2. Large fish >30 cm in length - on the left side at the anterior base of the dorsal fin (World Small Animal Veterinary Association guidelines).
3. Smaller fish <30 cm in length - on the left side into the coelomic cavity (World Small Animal Veterinary Association guidelines).
Conclusion
With the right medicines and equipment, surgery on fish is within the scope of traditional veterinary practice.
References
1. Brattelid T, Smith AJ. Methods of positioning fish for surgery or other procedures out of water. Laboratory Animals. 2000;34:430–433.
2. Harms CA, Wildgoose WH. Surgery. In: Wildgoose WH, ed. BSAVA Manual of Ornamental Fish. 2nd ed. Quedgeley, UK: BSAVA; 2001:259–266.
3. Harms CA. Surgery in fish research: common procedures and postoperative care. Laboratory Animals. 2005;34(1):28–34.
4. Johnson EL. Surgery in Koi Health and Disease. 1997:102–108.

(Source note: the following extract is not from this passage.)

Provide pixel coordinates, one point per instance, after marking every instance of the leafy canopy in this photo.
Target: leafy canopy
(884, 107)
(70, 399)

5. Loh R. Fish Vetting Essentials. Perth, Australia: Richmond Loh Publishing; 2011.
6. Loh R. Fish Vetting Techniques and Practical Tips (DVD). Perth, Australia: Richmond Loh Publishing; 2014.
7. Murray M. Fish surgery. Seminars in Avian and Exotic Pet Medicine. 2002;11(4):246–257.
8. Raidal SR, et al. Surgical removal of an ovarian tumour in a koi carp (Cyprinus carpio). Australian Veterinary Journal. 2006;84(5):178–181.
9. Ross LG. Restraint, anaesthesia and euthanasia. In: Wildgoose WH, ed. BSAVA Manual of Ornamental Fish. 2nd ed. Quedgeley, UK: BSAVA; 2001.